Monday 15 April 2013

multithreading - C++ threading vs. visibility issues - what's the common engineering practice? -



multithreading - C++ threading vs. visibility issues - what's the common engineering practice? -

from studies know concepts of starvation, deadlock, fairness , other concurrency issues. however, theory differs practice, extent, , real engineering science tasks involve greater detail academic blah blah...

as c++ developer i've been concerned threading issues while...

suppose have shared variable x refers larger portion of program's memory. variable shared between 2 threads a , b.

now, if consider read/write operations on x both a , b threads, perchance @ same time, there need synchronize operations, right? access x needs form of synchronization can achieved illustration using mutexes.

now lets consider scenario x written thread a, passed thread b (somehow) , thread reads x. thread b produces response x called y , passes thread a (again, somehow). question is: synchronization primitives should utilize create scenario thread-safe. i've read atomics and, more importantly, memory fences - these tools should rely on?

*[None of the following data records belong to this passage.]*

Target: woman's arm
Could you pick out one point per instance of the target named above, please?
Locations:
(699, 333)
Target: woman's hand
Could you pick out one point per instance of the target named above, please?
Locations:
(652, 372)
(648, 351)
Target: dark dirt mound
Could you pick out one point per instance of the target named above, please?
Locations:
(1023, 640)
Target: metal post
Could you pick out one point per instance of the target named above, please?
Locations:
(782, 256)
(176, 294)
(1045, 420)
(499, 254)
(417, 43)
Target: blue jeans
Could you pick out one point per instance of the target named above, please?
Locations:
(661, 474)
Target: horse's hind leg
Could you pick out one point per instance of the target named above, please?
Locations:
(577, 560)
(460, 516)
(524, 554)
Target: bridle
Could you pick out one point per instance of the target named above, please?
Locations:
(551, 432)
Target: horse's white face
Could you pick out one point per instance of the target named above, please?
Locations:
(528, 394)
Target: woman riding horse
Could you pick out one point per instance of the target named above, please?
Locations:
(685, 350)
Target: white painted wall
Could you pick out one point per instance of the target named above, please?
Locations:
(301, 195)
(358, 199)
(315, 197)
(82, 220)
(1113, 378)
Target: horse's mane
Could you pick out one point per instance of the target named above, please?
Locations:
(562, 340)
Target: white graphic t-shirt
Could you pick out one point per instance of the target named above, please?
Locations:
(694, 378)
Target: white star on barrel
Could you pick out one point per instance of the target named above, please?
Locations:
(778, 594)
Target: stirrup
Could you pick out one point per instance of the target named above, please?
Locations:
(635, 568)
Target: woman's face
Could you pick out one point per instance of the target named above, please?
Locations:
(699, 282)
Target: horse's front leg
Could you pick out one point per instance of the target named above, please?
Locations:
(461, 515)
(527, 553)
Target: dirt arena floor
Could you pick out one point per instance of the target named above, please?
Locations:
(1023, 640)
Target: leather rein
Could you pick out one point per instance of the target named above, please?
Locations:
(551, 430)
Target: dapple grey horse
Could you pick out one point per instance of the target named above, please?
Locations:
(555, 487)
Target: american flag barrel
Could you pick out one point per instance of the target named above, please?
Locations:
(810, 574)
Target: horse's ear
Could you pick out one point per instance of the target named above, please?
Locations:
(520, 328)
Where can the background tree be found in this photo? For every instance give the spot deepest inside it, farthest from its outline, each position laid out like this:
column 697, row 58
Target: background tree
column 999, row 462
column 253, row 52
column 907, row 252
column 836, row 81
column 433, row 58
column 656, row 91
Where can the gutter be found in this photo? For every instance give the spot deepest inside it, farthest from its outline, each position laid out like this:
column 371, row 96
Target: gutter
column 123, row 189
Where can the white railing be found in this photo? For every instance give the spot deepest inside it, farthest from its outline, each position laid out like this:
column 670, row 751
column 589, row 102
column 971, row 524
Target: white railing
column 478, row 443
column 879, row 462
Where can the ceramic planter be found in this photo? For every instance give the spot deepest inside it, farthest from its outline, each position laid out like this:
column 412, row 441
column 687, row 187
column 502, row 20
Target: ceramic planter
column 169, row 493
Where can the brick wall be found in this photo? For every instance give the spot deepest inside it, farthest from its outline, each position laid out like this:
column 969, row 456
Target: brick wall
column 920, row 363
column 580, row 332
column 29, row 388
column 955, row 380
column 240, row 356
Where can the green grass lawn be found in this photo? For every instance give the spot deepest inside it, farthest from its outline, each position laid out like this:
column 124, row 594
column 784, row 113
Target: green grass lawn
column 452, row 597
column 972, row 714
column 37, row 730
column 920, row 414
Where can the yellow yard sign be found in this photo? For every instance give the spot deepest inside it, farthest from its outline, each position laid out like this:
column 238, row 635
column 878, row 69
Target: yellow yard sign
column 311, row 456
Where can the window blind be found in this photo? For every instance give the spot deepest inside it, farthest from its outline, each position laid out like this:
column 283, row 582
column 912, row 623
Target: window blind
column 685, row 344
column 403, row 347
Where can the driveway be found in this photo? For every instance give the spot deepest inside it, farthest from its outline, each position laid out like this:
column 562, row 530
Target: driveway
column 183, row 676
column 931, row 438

this not typical scenario in there "critical section". instead info passed between threads no possibility of concurrent writes in same memory location. so, after beingness written, info should first "flushed" somehow, other threads see in valid , consistent state before reading. how called in literature, "visibility"?

what pthread_once , boost/std counterpart i.e. call_once. help if both x , y passed between threads through sort of "message queue" accessed means of "once" functionality. afaik serves sort of memory fence couldn't find confirmation this.

what cpu caches , coherency? should know engineering science point of view? such knowledge help in scenario mentioned above, or other scenario commonly encountered in c++ development?

i know might mixing lot of topics i'd improve understand mutual engineering science practice reuse known patterns.

this question related situation in c++03 daily environment @ work. since project involves linux may utilize pthreads , boost, including boost.atomic. i'm interested if concerning such matters has changed advent of c++11.

i know question abstract , not precise input useful.

you have shared variable x

that's you've gone wrong. threading much easier if hand off ownership of work items using sort of threadsafe consumer-producer queue, , perspective of rest of program, including business logic, nil shared.

message passing helps prevent cache collisions (because there no true sharing -- except of producer-consumer queue itself, , has trivial effect on performance if unit of work big -- , organizing info messages help cut down false sharing).

parallelism scales best when separate problem subproblems. little subproblems much easier reason about.

you seem thinking along these lines, no, threading primitives atomics, mutexes, , fences not applications using message passing. find real queue implementation (queue, circular ring, disruptor, go under different names meet same need). primitives used within queue implementation, never application code.